Students find it easy to miss class, but difficult to miss parties.
Now that the initial feeling of excitement that filled campus when the University of Tennessee was named the nation's No. 1 party school has faded, students report they still feel as though the ranking was well-deserved.
In August, The Princeton Review released the results of its annual national survey of college students, in which UT topped the list as the best "party school." The survey was based on responses from 65,000 students nation-wide indicating high uses of beer, liquor and marijuana, an active Greek community and the low number of hours students spent studying.
A recent survey conducted by students in UT's media research classes asked fellow students about their partying habits and leisure activities, as well as their opinion on education in regards to the school's new ranking.
"I think it is awesome that UT is the No. 1 party school. I enjoy the party scene here along with many other students," said Ben Metz, a sophomore in architecture.
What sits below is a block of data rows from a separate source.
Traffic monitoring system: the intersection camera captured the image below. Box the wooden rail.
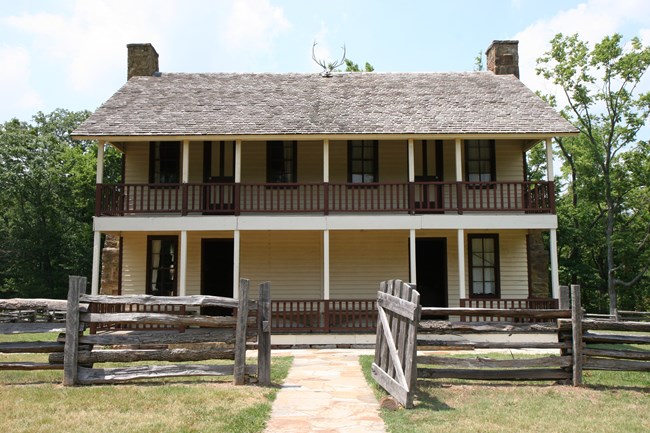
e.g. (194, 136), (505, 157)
(57, 277), (271, 387)
(271, 299), (377, 333)
(96, 181), (555, 216)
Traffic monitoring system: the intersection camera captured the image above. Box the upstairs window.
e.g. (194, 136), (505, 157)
(267, 141), (297, 183)
(348, 140), (378, 183)
(149, 141), (181, 184)
(468, 234), (500, 297)
(465, 140), (495, 182)
(146, 236), (178, 296)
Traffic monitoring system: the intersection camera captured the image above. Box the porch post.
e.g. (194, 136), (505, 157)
(408, 139), (415, 182)
(409, 229), (416, 284)
(179, 230), (188, 296)
(457, 229), (466, 299)
(323, 230), (330, 300)
(454, 138), (462, 181)
(550, 229), (560, 299)
(233, 230), (241, 299)
(96, 140), (105, 183)
(91, 230), (101, 295)
(545, 138), (554, 181)
(235, 139), (242, 182)
(182, 140), (190, 183)
(91, 141), (105, 295)
(323, 139), (329, 182)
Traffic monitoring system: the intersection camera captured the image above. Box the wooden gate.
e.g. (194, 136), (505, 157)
(372, 279), (420, 408)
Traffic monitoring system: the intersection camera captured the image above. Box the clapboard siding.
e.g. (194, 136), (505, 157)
(124, 143), (149, 184)
(330, 231), (409, 299)
(120, 232), (148, 295)
(240, 231), (322, 299)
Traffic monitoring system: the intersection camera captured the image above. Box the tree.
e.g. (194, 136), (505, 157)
(344, 59), (374, 72)
(536, 33), (650, 316)
(0, 109), (121, 298)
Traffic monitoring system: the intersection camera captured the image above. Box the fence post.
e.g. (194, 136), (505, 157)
(63, 275), (85, 386)
(559, 285), (570, 310)
(234, 278), (250, 385)
(257, 281), (271, 386)
(571, 284), (583, 386)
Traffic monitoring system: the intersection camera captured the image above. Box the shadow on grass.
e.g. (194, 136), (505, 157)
(413, 385), (454, 411)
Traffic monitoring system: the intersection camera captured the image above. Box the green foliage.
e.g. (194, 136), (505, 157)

The poll indicated students ranked the quality of their social life significantly higher than the quality of their education. On a scale of one to 10, with 10 being highly satisfied, 26 percent of students ranked the quality of their social life at a 10.
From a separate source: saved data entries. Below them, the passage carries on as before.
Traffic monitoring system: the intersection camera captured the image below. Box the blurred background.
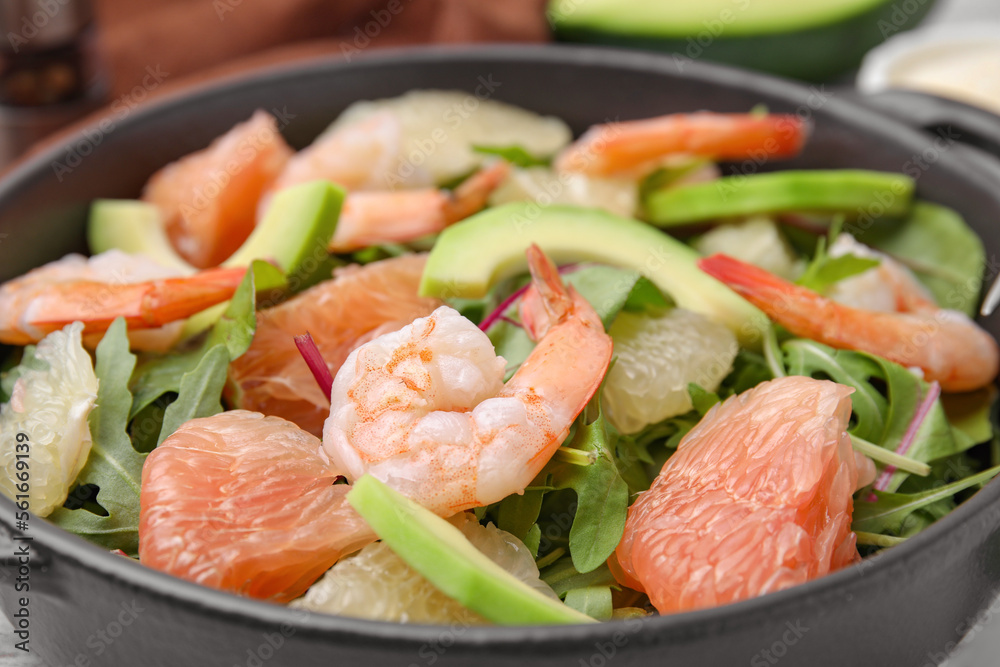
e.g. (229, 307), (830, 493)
(0, 0), (997, 167)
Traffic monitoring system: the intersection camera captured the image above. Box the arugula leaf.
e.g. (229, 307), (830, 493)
(867, 356), (957, 492)
(156, 345), (229, 446)
(851, 202), (985, 315)
(688, 383), (720, 416)
(546, 401), (629, 574)
(523, 523), (542, 558)
(496, 489), (545, 543)
(797, 252), (879, 293)
(782, 339), (887, 441)
(852, 465), (1000, 535)
(541, 558), (617, 597)
(48, 319), (144, 555)
(782, 339), (967, 491)
(941, 388), (996, 451)
(203, 260), (272, 360)
(472, 144), (551, 168)
(130, 262), (261, 417)
(564, 586), (613, 621)
(489, 266), (670, 378)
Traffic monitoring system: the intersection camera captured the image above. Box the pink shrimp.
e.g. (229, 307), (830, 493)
(322, 245), (613, 515)
(0, 251), (246, 349)
(699, 253), (1000, 392)
(554, 112), (808, 178)
(328, 161), (509, 252)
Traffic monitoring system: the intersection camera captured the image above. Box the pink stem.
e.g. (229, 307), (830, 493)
(478, 263), (581, 332)
(294, 333), (334, 400)
(871, 380), (942, 494)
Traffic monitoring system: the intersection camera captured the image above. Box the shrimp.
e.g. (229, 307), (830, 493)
(554, 112), (808, 178)
(0, 250), (246, 351)
(329, 161), (509, 252)
(255, 106), (508, 252)
(227, 254), (442, 436)
(322, 245), (613, 515)
(698, 253), (1000, 392)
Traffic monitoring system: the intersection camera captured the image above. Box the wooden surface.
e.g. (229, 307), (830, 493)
(1, 0), (998, 664)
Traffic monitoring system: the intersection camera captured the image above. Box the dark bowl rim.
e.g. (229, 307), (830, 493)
(2, 42), (999, 648)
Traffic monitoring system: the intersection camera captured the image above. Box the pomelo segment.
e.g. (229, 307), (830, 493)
(0, 323), (98, 517)
(292, 513), (555, 624)
(143, 110), (292, 268)
(602, 308), (737, 434)
(615, 375), (867, 614)
(227, 254), (441, 435)
(138, 411), (373, 602)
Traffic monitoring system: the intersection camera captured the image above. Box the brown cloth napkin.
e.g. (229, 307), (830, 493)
(93, 0), (551, 99)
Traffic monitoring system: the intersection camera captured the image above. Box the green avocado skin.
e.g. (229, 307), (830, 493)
(551, 0), (937, 82)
"Here at UT we don't pay for our education, we pay to party," said John Anderson, a senior in political science.
A number of factors contributed to UT receiving the ranking of No. 1 party school. One major component was the social activity of fraternities and sororities on campus. Of students surveyed, members of Greek organizations spent more time partying each week on average than non-Greeks.
"I feel that this is untrue. Greeks are a group that would be easy to pinpoint as partying, but I do not see it as a problem for Greeks more so than non-Greeks," said Ashleigh Emmitt, Panhellenic president.
Earlier this year Brooks Moore, fraternity affairs advisor, commented that Greek activities should not be a factor in a school's "party" status. Approximately one-third of students polled were members of social organizations and less than 20 percent of the university's total population is Greek affiliated.
Students were also asked about their opinion of UT deserving the best party school title. According to the survey, class rank played a role in whether or not students agreed that UT deserved the ranking. There were significant differences in the opinions of freshmen as compared to the opinions of sophomores, juniors, and seniors, with agreement being less supported by freshmen.
A reason for the freshmen response could be because freshmen have not attended UT long enough to be exposed to high amounts of "partying," nor were they students at the university when the ranking was being determined. Freshmen are also in the process of adjusting to the college atmosphere, and have not built a solid friend base.
The long-term effects of this ranking were also discussed in the survey. Students were asked if they felt their degree from the university would depreciate in value as a result of the ranking. A majority of students with a grade point average less than 3.0 reported they do not feel the value of their degree would be lowered. Conversely, a large number of students with grade point averages of 3.0 to 4.0 believed the ranking would decrease the value of their degree.